UNE DYSLEXIE dans les langues alphabétiques telles que l'anglais ou le français n'entraîne pas de façon systématique des difficultés de lecture en chinois. La raison ? La différence entre les aires cérébrales impliquées dans les processus d'apprentissage de la lecture selon les langues. Les 5 à 17 % d'enfants dyslexiques pour les langues alphabétiques présentent une faible activité de deux régions cérébrales précises : l'aire temporo-pariétale et l'aire occipito-temporale gauche. Alors que, pour les enfants qui apprennent une langue à sinogrammes, c'est la région du gyrus frontal médian gauche qui est la plus importante pour acquérir les bases de lecture. Pour parvenir à ses conclusions, l'équipe du Dr Wai Ting Siok a soumis, à l'âge de 11 ans, 16 enfants chinois dyslexiques et 16 enfants appariés à un examen par IRM fonctionnelle.

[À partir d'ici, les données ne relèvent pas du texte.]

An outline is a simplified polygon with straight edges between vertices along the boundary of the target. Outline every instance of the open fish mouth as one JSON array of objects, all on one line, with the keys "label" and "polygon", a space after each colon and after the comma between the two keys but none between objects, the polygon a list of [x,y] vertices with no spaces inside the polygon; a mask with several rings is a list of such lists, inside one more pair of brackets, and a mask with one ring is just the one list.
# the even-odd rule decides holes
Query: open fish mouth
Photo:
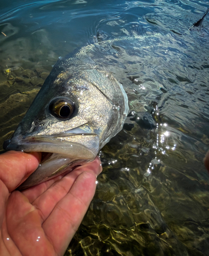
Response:
[{"label": "open fish mouth", "polygon": [[[75,142],[75,141],[79,141]],[[4,143],[5,150],[15,150],[25,152],[37,152],[66,155],[71,157],[92,159],[99,150],[99,138],[96,134],[14,136]]]},{"label": "open fish mouth", "polygon": [[18,135],[5,141],[4,148],[44,153],[37,169],[18,187],[21,190],[69,172],[75,166],[94,160],[99,150],[99,138],[95,134],[87,133],[43,136]]}]

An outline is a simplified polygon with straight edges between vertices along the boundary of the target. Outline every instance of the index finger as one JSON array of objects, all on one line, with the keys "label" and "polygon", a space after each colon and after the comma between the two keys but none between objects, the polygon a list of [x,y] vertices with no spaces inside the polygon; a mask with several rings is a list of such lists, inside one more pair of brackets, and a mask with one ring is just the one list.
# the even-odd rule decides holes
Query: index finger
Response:
[{"label": "index finger", "polygon": [[37,168],[41,153],[8,151],[0,155],[0,180],[9,192],[17,187]]}]

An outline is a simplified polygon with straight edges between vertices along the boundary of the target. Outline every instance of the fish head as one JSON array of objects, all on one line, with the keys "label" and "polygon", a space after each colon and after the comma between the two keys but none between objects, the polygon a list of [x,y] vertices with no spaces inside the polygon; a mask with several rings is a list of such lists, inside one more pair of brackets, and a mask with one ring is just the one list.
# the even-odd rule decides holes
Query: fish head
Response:
[{"label": "fish head", "polygon": [[[111,75],[96,69],[54,67],[4,148],[52,153],[57,160],[68,159],[68,167],[92,160],[123,126],[128,107],[122,88]],[[42,172],[51,172],[50,159]],[[63,172],[63,161],[30,186]]]}]

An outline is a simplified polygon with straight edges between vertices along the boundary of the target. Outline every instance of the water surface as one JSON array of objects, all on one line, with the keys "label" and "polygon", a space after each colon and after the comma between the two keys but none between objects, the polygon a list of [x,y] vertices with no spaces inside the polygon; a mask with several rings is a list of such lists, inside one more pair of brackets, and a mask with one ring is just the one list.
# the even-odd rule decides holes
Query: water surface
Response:
[{"label": "water surface", "polygon": [[65,254],[208,255],[209,18],[188,30],[208,3],[1,5],[2,148],[52,65],[77,48],[107,41],[101,61],[117,70],[129,98],[129,116],[100,152],[96,195]]}]

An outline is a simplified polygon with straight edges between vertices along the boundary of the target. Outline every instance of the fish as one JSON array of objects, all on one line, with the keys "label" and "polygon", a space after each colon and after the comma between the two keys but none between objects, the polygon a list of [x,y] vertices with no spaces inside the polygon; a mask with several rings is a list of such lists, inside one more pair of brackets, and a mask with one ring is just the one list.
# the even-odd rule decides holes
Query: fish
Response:
[{"label": "fish", "polygon": [[[123,128],[129,109],[124,85],[131,80],[138,87],[134,75],[142,63],[165,67],[159,57],[165,49],[171,49],[172,61],[179,61],[172,50],[175,36],[155,33],[96,40],[59,58],[12,138],[4,143],[5,150],[44,153],[39,166],[18,189],[93,160]],[[149,65],[145,67],[142,79],[145,73],[151,77]],[[161,72],[166,74],[166,67]],[[156,80],[159,88],[161,82]]]},{"label": "fish", "polygon": [[92,46],[58,59],[12,138],[4,142],[6,150],[45,153],[19,190],[93,160],[123,128],[127,94],[112,73],[88,56]]}]

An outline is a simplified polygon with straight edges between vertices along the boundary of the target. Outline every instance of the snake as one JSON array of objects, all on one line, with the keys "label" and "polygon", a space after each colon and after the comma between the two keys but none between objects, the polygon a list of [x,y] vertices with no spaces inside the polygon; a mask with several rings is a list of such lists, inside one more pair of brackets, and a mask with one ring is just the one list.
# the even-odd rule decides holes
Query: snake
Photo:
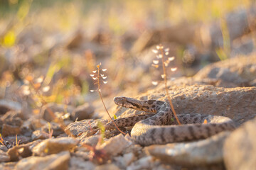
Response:
[{"label": "snake", "polygon": [[[177,114],[181,123],[178,125],[169,103],[162,101],[120,96],[114,98],[114,102],[122,107],[150,113],[114,120],[118,127],[133,126],[132,139],[142,146],[206,139],[235,128],[235,123],[228,117],[195,113]],[[107,124],[106,128],[114,128],[113,122]]]}]

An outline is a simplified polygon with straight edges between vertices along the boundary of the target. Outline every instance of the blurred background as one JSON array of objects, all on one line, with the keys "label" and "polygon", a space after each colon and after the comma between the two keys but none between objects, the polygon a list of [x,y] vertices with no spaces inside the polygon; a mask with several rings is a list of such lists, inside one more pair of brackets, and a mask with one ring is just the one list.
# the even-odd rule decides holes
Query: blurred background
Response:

Syllabes versus idéogrammes.
Le travail publié en 2007 par l'équipe du Dr Heof avait permis de dresser une cartographie des aires impliquées dans la dyslexie alphabétique. Or l'apprentissage de ce type de langues est fondé sur l'analyse de syllabes alors que la lecture dans les langue à sinogrammes repose sur l'analyse d'idéogrammes, d'idéophonogrammes et de phonogrammes. On savait déjà que, pour lire, les Chinois utilisent, plus que les habitants de pays à lecture alphabétique, les aires visiospatiales et la région frontale médiane gauche afin de reconnaître les caractères complexes qui sont mémorisés d'un point de vue phonique et non en prenant en compte des règles de conversion de l'addition de différents caractères individuels qui créent des sons plus complexes.
Le travail de l'équipe du Dr Siok confirme le caractère particulier des processus d'apprentissage des sinogrammes. Parmi les sujets dyslexiques étudiés, certains présentaient des anomalies morphologiques de la région du gyrus frontal médian gauche, alors que pour d'autres il n'existait que des troubles fonctionnels. Il semblerait que, chez ces derniers, il existe des phénomènes de recrutement neuronaux qui permettent de pallier ces difficultés de lecture en activant des stratégies alternatives d'apprentissage. Le gyrus frontal médian gauche joue un rôle particulièrement important dans l'apprentissage des sinogrammes en raison de l'existence d'une association arbitraire entre la forme des caractères d'écriture et leur prononciation. Le chinois, langue non phonétique, est enseigné sous la forme d'apprentissage par coeur de sinogrammes et de sons associés, sans passage par une analyse du lien entre l'écriture et le son. Les enfants en classe primaire doivent autant savoir écrire par coeur des textes qu'en réciter le contenu. De ce fait, les liens entre les performances de lecture et les capacités d'écriture sont particulièrement liés. Or les aires de motricité primaires qui permettent l'écriture sont très proches de celles du gyrus frontal médian gauche impliquées, selon le travail du Dr Siok, dans la dyslexie. Les auteurs concluent que la dyslexie pourrait être une maladie complexe qui revêtirait des formes différentes, selon les cultures et le type de caractère utilisés. D'autres études par IRM fonctionnelle pourraient être mises en place chez des dyslexiques d'autres cultures graphiques.
« Proc Natl Acad Sci USA », édition avancée en ligne.